Sarvam has entered India’s unicorn club after raising US$234 million in a funding round led by HCLTech, underscoring growing investor confidence in home-grown open-source AI models and sovereign AI infrastructure.
Bengaluru-based AI startup Sarvam has become India’s newest unicorn after raising US$234 million in a Series B funding round led by HCLTech, which invested US$150 million and helped propel the company’s valuation to US$1.5 billion. The round also attracted participation from Bessemer Venture Partners, Khosla Ventures and Peak XV Partners, with Sarvam planning to expand the raise to US$300 million.
The milestone highlights growing investor confidence in India’s open-source AI ecosystem. Since raising US$41 million in seed and Series A funding two years ago, Sarvam has released indigenous open-source foundation models with 30 billion and 105 billion parameters, positioning itself among a select group of Indian companies developing large-scale AI models.
Unlike many AI startups focused primarily on applications, Sarvam is building a full-stack AI platform spanning foundation models, inference infrastructure, enterprise software, agentic AI platforms, speech AI and document AI. Its solutions target Indian-language applications as well as banking, insurance, government and defence sectors.
The company reports more than 2 million conversational AI interactions and around 10 million inference API calls daily. Its speech models process over 500,000 hours of speech each month, while its document AI systems have digitised more than 35 million pages.
Sarvam’s multilingual voice agents have enabled the Ministry of Agriculture and Farmers Welfare to collect information from 17 million farmers, while a nationwide insurance initiative supported the renewal of 45 million policies. A major fintech company is also using its agentic AI platform to support more than 350,000 sales employees.
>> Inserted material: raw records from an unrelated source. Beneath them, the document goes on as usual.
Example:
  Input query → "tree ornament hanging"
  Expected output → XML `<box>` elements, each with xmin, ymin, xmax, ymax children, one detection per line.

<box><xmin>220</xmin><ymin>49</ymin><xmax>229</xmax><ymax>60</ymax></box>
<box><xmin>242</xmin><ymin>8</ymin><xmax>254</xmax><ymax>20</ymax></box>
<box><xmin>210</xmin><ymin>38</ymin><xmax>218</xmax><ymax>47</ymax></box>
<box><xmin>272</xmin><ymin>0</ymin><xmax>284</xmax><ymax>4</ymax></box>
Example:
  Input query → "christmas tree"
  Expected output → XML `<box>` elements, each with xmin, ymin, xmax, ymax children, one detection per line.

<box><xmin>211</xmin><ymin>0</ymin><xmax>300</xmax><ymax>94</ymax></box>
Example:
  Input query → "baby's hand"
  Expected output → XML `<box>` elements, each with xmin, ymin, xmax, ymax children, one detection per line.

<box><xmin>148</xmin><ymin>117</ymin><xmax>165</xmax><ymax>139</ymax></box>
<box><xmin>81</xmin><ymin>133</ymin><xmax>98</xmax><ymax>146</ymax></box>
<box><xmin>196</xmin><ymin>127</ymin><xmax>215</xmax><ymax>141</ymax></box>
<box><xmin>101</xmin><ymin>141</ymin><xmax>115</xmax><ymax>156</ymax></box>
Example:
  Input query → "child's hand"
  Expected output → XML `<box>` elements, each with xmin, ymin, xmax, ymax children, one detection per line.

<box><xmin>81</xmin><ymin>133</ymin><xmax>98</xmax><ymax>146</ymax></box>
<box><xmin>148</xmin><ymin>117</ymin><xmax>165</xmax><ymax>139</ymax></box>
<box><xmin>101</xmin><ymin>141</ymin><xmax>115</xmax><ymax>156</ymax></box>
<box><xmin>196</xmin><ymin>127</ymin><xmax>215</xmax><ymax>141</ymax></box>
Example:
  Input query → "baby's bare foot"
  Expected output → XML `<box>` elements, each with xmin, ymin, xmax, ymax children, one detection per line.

The new funding will support research into next-generation AI models, agentic systems, coding and cybersecurity AI, alongside expanded compute infrastructure.
“The aim is to spread this technology in India and bring value to citizens, small businesses, enterprises, and state and central governments in the country,” said Vivek Raghavan, co-founder of Sarvam. “With AI, we’re in a great place to help them adopt and innovate.”